Thank you for your thoughtful reply to my web pages.

I also thank you for your input regarding 1. nobody sets out to hurt you and 2. codependents. I don't see the inconsistency. Let me explain:

1. An angry person is out to hurt you, especially when you are down. And to control you. But, in most cases, a desire to hurt the partner is an unconscious process. This person has really done a mind game on himself and has grossly distorted reality! I often see abusive men who feel that they are the ones who are being abused! Some men have more awareness than others, but as a generalization, their stated and usually conscious intent, is contrary to their actions. Jeckyl and Hyde.

So, I do not disagree with anything you are saying. I am merely speaking from a different perspective: The perspective of an abusive person who tricks himself into thinking that he is "right," "innocent," whatever. This person is typically so self-absorbed and lacking in empathy, the only reality that matters is his own. There is no room for anyone else's feelings, perceptions, etc. For the abuser, self-deception is a death battle.

2. Codependents. Sorry, we disagree, but not in the way you imply. I have never met an abused woman who was not codependent. I am not saying this to victimize the woman, but to empower her. Yes, abuse is a well kept secret. Yes, the last thing she needs is to be blamed. But, here is where we differ. You assume the codependent woman is to blame. I do not assign blame! I use the terminology as a place to begin to encourage the woman to listen to the self. Bit by bit, she is worn down. By the time she finds herself in a hurtful place, she has placed her partner's needs ahead of her own! My position is that the abused woman has a task: to listen to her inner voice, love herself, respect herself and not tolerate any behavior that is disrespectful - and to never, ever put anybody's needs ahead of her own. This is what the woman who throws the abuser out does.

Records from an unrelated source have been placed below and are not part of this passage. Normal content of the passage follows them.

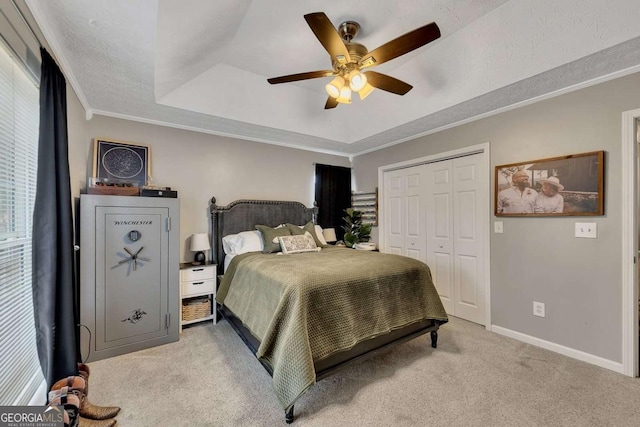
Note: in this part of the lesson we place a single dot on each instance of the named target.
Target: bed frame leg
(288, 415)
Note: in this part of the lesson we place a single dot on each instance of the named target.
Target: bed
(309, 313)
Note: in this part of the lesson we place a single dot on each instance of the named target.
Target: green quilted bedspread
(307, 306)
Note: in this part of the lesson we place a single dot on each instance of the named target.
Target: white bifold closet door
(405, 223)
(434, 213)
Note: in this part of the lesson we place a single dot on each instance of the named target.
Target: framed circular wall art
(121, 162)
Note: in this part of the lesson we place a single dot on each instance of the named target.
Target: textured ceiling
(202, 65)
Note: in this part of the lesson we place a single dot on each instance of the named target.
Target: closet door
(455, 213)
(405, 226)
(469, 215)
(439, 215)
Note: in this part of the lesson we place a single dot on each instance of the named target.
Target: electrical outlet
(538, 309)
(586, 229)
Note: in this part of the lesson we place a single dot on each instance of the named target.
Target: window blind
(20, 373)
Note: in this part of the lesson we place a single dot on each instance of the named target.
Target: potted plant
(354, 230)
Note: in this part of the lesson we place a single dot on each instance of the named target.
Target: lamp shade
(200, 242)
(329, 234)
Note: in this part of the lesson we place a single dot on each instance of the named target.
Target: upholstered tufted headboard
(243, 215)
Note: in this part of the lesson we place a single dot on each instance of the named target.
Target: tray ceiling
(203, 65)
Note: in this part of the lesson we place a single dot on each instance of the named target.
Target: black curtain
(53, 254)
(333, 195)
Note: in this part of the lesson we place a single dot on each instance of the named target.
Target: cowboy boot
(77, 386)
(73, 407)
(86, 422)
(70, 403)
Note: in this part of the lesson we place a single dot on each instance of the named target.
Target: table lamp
(199, 243)
(329, 235)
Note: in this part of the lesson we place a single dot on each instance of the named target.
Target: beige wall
(199, 166)
(539, 259)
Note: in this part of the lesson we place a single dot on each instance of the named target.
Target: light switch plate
(588, 230)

Stop thinking Fault - Start thinking Responsibility! As for the shame, that comes with the territory. That was around before the "creep." Of course she "didn't know!" How could she? This lady has been trained to care for others! This does not make it her fault that she has ended up with an abusive person. Unfortunately, it is the giving, loving woman with the big heart that this type of man pursues. Of course, if she could make it stop, she would. And that is exactly what she does when she learns enough and gets enough support to say "No!" in taking responsibility for the self.

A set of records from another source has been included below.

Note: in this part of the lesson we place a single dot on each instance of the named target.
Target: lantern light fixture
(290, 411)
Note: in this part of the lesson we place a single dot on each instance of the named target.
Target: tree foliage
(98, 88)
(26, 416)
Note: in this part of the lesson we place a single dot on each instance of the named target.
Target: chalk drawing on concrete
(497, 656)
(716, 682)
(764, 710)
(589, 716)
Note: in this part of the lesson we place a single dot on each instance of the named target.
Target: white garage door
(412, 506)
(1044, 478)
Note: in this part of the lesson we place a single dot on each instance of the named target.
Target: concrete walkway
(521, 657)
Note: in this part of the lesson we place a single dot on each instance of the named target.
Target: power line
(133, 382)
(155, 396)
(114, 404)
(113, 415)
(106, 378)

I agree with you that abuse is a well-kept secret! Too, too many therapists don't understand abuse and do double-victimize the woman, especially in couples therapy, when the man, who has come in his death-battle to control, fools the clinician. It saddens me to hear of stories like yours, especially since you saw a counselor who was unable to enlighten you or point you in the right direction. What is even sadder is that abuse is a very common problem! This in part is why I posted these pages: To educate and empower; certainly not to assign blame!